It’s about Catherine Danielle Clark “Kya” growing up isolated in a shack in a swamp near a small town, Barkley Cove. The book is told in twin timelines with the story of Kya enduring life alone in the wild and a murder mystery of a popular town resident. In fact, it opens with the murder investigation, and then switches to Kya’s mother walking down the road and abandoning her to a life with an abusive, alcoholic father. Her mother leaves and she is left with her father and her older sibling, Jodie, (after 3 others have already left) who also walks out one day. Kya’s only 7 and left to pretty much fend for herself since her dad disappears for days sometimes weeks at a time. He eventually disappears altogether and we can only assume he dies in a bar fight our something sordid. She literally has nothing to eat some days. People in town regard swamp residents as trash and refer to her as “the Marsh Girl” or marsh trash. As you read through the book it becomes painfully clear they are prejudice towards her through their slurs and unwillingness to either acknowledge her or help her. She attends school for one day and can’t bear to go back due to her treatment. She only goes to town when she’s starving and desperate. Her only friends in the first half of the book are Jumpin’ and his wife Mabel – black residents who live in a segregated area of town, deep in the woods. Jumpin’ owns a bait shop and gas station on a dock and Kya survives by selling mussels and smoke fish for his customers.

“The marsh did not confine them but defined them and, like any sacred ground, kept their secrets deep.”

Photo Credit: Greg Lavaty

“What d’ya mean, where the crawdads sing?
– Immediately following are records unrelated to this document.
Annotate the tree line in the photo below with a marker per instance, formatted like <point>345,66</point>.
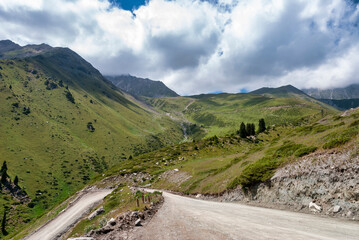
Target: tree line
<point>249,129</point>
<point>5,180</point>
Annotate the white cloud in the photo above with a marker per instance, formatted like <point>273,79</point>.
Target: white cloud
<point>197,46</point>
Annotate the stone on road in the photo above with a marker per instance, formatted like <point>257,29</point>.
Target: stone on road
<point>186,218</point>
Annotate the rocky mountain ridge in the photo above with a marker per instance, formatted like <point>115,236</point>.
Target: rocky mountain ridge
<point>142,87</point>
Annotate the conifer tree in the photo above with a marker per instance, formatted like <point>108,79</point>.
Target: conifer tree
<point>261,125</point>
<point>242,131</point>
<point>3,167</point>
<point>3,223</point>
<point>16,181</point>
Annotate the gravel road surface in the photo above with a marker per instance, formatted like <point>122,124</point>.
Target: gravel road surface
<point>64,220</point>
<point>187,218</point>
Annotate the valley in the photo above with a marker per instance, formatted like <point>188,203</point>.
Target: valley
<point>65,127</point>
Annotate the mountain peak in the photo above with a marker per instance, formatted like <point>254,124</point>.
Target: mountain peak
<point>8,45</point>
<point>142,87</point>
<point>287,89</point>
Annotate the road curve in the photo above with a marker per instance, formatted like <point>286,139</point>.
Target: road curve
<point>186,218</point>
<point>64,220</point>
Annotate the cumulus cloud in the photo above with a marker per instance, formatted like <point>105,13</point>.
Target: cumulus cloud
<point>199,46</point>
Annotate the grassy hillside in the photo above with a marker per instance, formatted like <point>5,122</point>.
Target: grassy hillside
<point>215,165</point>
<point>141,87</point>
<point>62,123</point>
<point>222,113</point>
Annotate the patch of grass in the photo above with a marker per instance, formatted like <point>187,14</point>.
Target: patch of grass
<point>256,172</point>
<point>304,151</point>
<point>337,140</point>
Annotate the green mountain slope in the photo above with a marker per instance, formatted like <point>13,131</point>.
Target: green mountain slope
<point>142,87</point>
<point>219,164</point>
<point>220,114</point>
<point>348,92</point>
<point>62,123</point>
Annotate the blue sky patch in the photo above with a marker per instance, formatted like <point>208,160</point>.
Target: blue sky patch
<point>129,5</point>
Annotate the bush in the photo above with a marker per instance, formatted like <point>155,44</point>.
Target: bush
<point>287,149</point>
<point>70,97</point>
<point>254,173</point>
<point>342,139</point>
<point>336,142</point>
<point>304,151</point>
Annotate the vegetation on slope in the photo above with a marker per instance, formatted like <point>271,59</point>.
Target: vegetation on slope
<point>221,114</point>
<point>218,164</point>
<point>62,123</point>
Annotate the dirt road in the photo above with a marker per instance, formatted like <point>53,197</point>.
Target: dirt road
<point>62,222</point>
<point>186,218</point>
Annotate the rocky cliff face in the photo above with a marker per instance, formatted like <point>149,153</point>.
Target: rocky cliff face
<point>349,92</point>
<point>141,87</point>
<point>322,183</point>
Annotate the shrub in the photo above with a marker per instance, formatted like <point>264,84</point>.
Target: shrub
<point>256,172</point>
<point>304,151</point>
<point>336,142</point>
<point>70,97</point>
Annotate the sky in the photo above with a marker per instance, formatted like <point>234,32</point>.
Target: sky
<point>200,46</point>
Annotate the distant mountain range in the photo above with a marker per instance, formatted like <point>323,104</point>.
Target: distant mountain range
<point>349,92</point>
<point>340,98</point>
<point>284,90</point>
<point>141,87</point>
Ma used to say that.” Kya remembered Ma always encouraging her to explore the marsh: “Go as far as you can—way out yonder where the crawdads sing.”

“Just means far in the bush where critters are wild, still behaving like critters.”

It’s a story of her relationships with 2 men from town over the years. One is a childhood crush, Tate, and the other is the murder victim, Chase Andrews. She’s known Tate since she was very young as he was a friend of her older brother Jodie. Chase is the town’s golden boy – high school quarterback – she watches from afar forever. Both mistreat her but in different ways. Once Chase is found murdered, (SPOILER) she becomes the sole suspect and is put in jail for months and on trial. I found this part of the book pretty painful to read. She’s for the most part a wild creature and belongs in nature and to be locked up with only a small window for months is unbearable.

Photo Credit: Internet

I enjoyed the book. It’s engrossing and I stayed up late into the early hours reading. However, I had issues with it too. It can be very repetitive at times describing Kya’s views of nature. It gets hammered home her love of the marsh. Beautiful but repetitive. It’s a very southern town yet the towns’ residents don’t speak in much of a southern vernacular only the black community or Kya when she was young. Her language grows to be very sophisticated after she’s taught to read by Tate yet the transition is fast and a little jarring at times. Her friendship with Jumpin’ is key to the book and I would’ve liked to learn more about his life. The tale of the murder is problematic. You’ll need to suspend reality a bit to make it work.

I’d recommend reading it, especially if you have an interest in ecology and marshes because it truly was educational to learn about living things we sometimes don’t see simply due to not knowing they are there. It’s difficult to watch Kya’s losses – devastating at times – unfold over the years, but her life is worthwhile. And there are surprises along the way. The true key relationships endure.

“Let’s face it, a lot of times love doesn’t work out. Yet even when it fails, it connects you to others and, in the end, that is all you have, the connections.”